Let $f\in L^1(\mathbb{R})$. Show that $\lim_{x\to 0}\int |f(y-x) - f(y)|dy = 0$
attempted proof - Let $f\in L^1(\mathbb{R})$, then
\begin{align*} \lim_{x\to 0} \int |f(y-x) - f(y)|dy &= \lim_{x\to 0} \int |f(y) - f(x) - f(y)|dy\\ &= \lim_{x\to 0} \int |-f(x)|dy\\ &= \int |-f(0)|dy = 0 \end{align*}
I am not sure if I can simply assume $f(y-x) = f(y) - f(x)$. Any suggestions or comments are greatly appreciated.
It is not a valid proof because $f(y - x)$ need not equal $f(y) - f(x)$. To prove the result, first deal with the case when $f$ is a continuous function with compact support, since $C_c(\Bbb R)$ is dense in $L^1(\Bbb R)$.

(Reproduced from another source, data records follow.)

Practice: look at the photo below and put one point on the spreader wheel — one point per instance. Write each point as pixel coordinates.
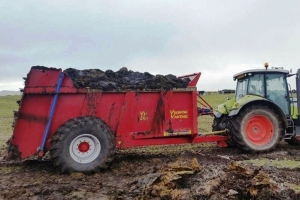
(295, 140)
(221, 124)
(256, 129)
(83, 144)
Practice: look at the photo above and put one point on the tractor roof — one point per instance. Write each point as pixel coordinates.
(261, 71)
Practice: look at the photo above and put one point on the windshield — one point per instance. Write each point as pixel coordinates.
(241, 88)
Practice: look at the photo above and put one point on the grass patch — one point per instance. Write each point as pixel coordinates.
(291, 164)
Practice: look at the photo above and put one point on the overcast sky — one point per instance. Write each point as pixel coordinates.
(216, 37)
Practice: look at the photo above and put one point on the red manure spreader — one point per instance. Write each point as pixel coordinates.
(82, 127)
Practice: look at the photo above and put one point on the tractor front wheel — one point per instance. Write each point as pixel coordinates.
(84, 144)
(256, 129)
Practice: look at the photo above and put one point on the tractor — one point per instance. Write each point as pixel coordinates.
(263, 111)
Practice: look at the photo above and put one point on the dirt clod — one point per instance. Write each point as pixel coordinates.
(168, 172)
(123, 79)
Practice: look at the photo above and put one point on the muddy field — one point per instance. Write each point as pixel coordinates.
(173, 172)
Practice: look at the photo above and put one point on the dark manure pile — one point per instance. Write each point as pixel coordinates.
(124, 79)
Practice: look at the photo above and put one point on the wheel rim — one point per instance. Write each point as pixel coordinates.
(85, 148)
(259, 130)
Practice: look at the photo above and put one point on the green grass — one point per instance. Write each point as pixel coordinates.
(7, 106)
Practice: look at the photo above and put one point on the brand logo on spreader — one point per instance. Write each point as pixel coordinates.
(179, 114)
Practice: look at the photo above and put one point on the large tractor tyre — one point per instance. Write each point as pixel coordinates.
(84, 144)
(295, 140)
(221, 124)
(256, 129)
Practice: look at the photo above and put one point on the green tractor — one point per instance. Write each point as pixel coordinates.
(261, 114)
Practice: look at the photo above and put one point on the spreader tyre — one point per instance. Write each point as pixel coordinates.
(84, 144)
(221, 124)
(295, 140)
(256, 129)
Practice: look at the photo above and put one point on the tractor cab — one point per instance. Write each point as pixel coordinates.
(270, 84)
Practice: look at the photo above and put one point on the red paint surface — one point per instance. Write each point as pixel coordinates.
(136, 118)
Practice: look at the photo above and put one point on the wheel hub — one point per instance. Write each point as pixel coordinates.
(85, 148)
(259, 130)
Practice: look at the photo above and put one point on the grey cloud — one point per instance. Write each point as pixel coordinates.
(158, 36)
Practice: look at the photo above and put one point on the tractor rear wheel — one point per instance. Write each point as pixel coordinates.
(256, 129)
(84, 144)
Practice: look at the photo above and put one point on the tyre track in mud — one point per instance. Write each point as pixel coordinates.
(166, 172)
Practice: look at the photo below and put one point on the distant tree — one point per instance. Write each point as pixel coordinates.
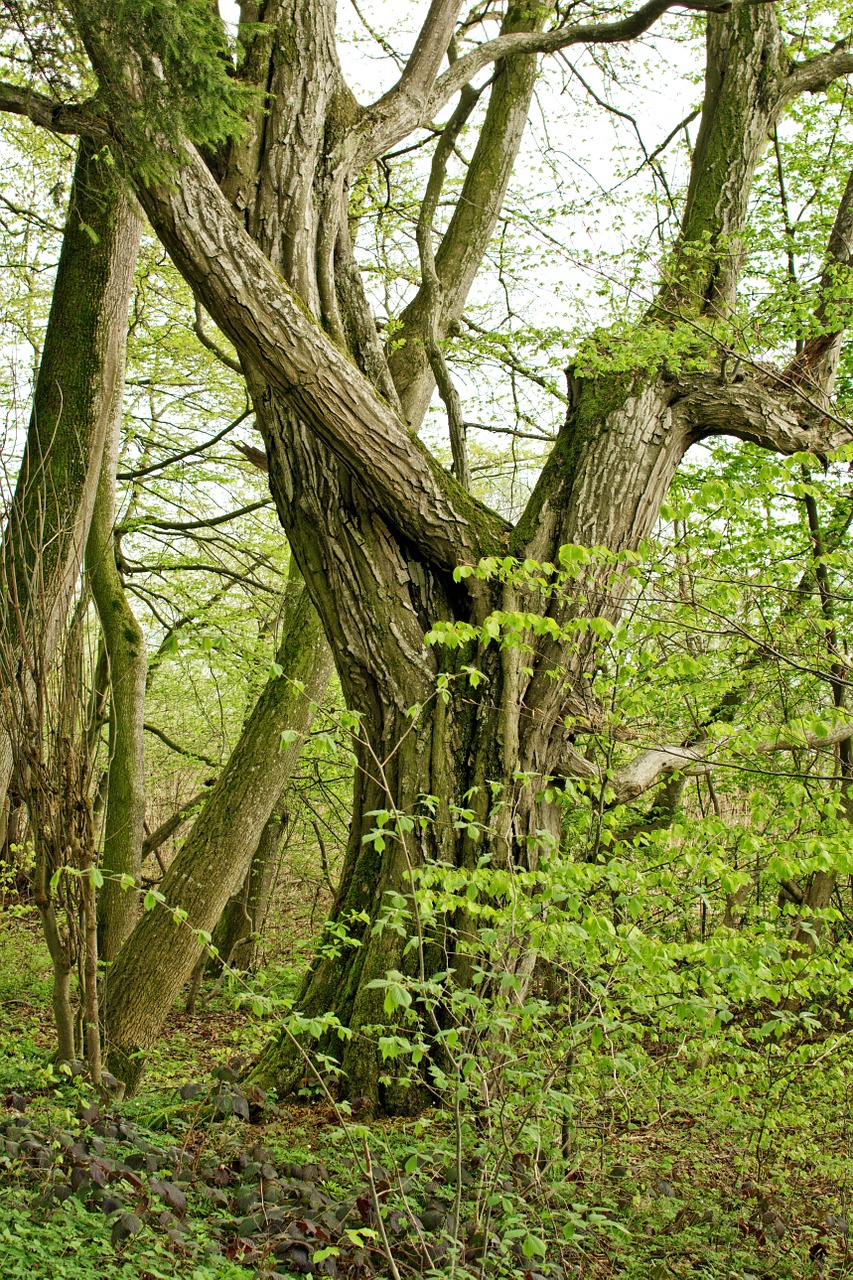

Suppose $f\in C_c(\Bbb R)$. Let $a > 0$ such that $\operatorname{supp}(f) \subset [-a,a]$. Since $f$ is uniformly continuous, given $\epsilon > 0$ there corresponds $\delta$ with $0 < \delta < a$ such that for all $s, t\in \Bbb R$, $\lvert s - t\rvert < \delta$ implies $\lvert f(s) - f(t)\rvert < \frac{\epsilon}{3a}$. If $\lvert x \rvert < \delta$, then for all $y\in \Bbb R$, $\lvert f(y - x) - f(y)\rvert < \frac{\epsilon}{3a}$. Hence
$$\int \lvert f(y - x) - f(y)\rvert\, dy = \int_{[x-a,x+a]\cup[-a,a]} \lvert f(y - x) - f(y)\rvert\, dy < \frac{\epsilon}{3a}(2a + \delta) <\epsilon.$$
Since $\epsilon$ was arbitrary, the result is proved for continuous functions with compact support. Now prove the general case.